[BUG] file Truncate is it really busted?
Richard A. O'Keefe
ok at atlas.otago.ac.nz
Tue Nov 27 01:30:48 UTC 2001
"David T. Lewis" <lewis at mail.msen.com> wrote:
p.s. "ftruncate()" is certainly a misleading name. All of the other
"fwhatever()" calls expect to use a FILE structure.
That's about as far from true as you can get.

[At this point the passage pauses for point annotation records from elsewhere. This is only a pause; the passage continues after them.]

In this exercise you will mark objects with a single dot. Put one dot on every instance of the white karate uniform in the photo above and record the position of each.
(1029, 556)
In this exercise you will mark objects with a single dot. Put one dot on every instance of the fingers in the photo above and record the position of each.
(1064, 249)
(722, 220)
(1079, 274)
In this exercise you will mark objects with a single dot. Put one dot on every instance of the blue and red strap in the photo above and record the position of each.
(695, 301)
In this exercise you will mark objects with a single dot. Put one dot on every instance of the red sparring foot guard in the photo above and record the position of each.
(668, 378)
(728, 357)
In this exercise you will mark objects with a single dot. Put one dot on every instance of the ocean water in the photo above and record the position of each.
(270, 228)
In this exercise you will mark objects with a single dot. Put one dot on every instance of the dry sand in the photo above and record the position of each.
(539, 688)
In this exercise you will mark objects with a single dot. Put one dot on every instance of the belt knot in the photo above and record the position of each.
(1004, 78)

There is a naming convention in UNIX system calls that
snarkle(...char*...)
operates on a file object, given a pathname for it, while
fsnarkle(...int...)
operates on a file object, given a file descriptor for a connection to it.
Examples:
acl() -vs- facl()
chdir() -vs- fchdir()
chmod() -vs- fchmod()
chown() -vs- fchown()
chroot() -vs- fchroot()
pathconf() -vs- fpathconf()
stat() -vs- fstat()
statvfs() -vs- fstatvfs()
truncate() -vs- ftruncate()
There are also several functions which take a file descriptor argument
and have no analogue with a path-name, such as flock(), fsync(), and
fdatasync(), not to mention fcntl(), which no long-time Unix hacker could
ever forget.
There is also a stdio naming convention that analogues of system
calls such as
snurkle(...int...)
which take a FILE* instead of a file descriptor add an "f" prefix
fsnurkle(...FILE*...)
giving the series
close() -vs- fclose()
open() -vs- fopen()
read() -vs- fread()
lseek() -vs- fseek() [lseek() replaced an older seek()]
write() -vs- fwrite()
The "f" prefix is also generalised to functions which have no system
call analogue.
It is indeed unfortunate that the same prefix is used for both purposes;
blame it on UNIX having originally had a limit of 7 significant characters
in external C identifiers (8 for assembler, but C stuck '_' in front).
It would make sense to have an fftruncate() function (truncate +
f prefix to get file descriptor + f prefix to get FILE*), but there is none.